- Start date: 2 October 2017
- End date: 1 October 2022
- Primary investigator: Dr Tracy Aze
To study evolution, we need to study differences among lots of individuals. We need to know how and why these differences change through time. This need to measure lots of individuals means that the current practise of a person pointing and clicking on a computer screen to identify distinct parts is too slow. Computer programmes that provide a faster, more repeatable and less biased way of identifying and analysing such parts are now available, completing the toolkit needed to build big databases. By bringing together lessons from diverse scientific disciplines, we propose to use the same fossil specimens to collate records of an individual's journey through life and the environment it experienced every step of the way, both of which were changing from day-to-day, millions of years ago. While the fossil record of planktonic foraminifera provides the necessary timespan and abundance, new computer programmes and imaging technology complete the toolkit jigsaw to investigate for the first time if certain parts of an individual's journey through life are more influential than others in determining the eventual evolutionary destinations of its species. Our unique, direct link between organism and environment lets us study the dynamic journey through life in the static death of the fossil record.

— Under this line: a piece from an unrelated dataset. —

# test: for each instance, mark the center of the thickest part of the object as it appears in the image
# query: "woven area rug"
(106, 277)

The fundamental limitation to the current ways we study how new species emerge is the lack of repeated samples through time to follow the genesis of novel lifeforms, and explicitly targeting this limitation using state-of-the-art approaches from multiple scientific disciplines means we will deliver a breakthrough in attempts to answer one of the most fundamental of all biological questions: how do differences among individuals make differences among species?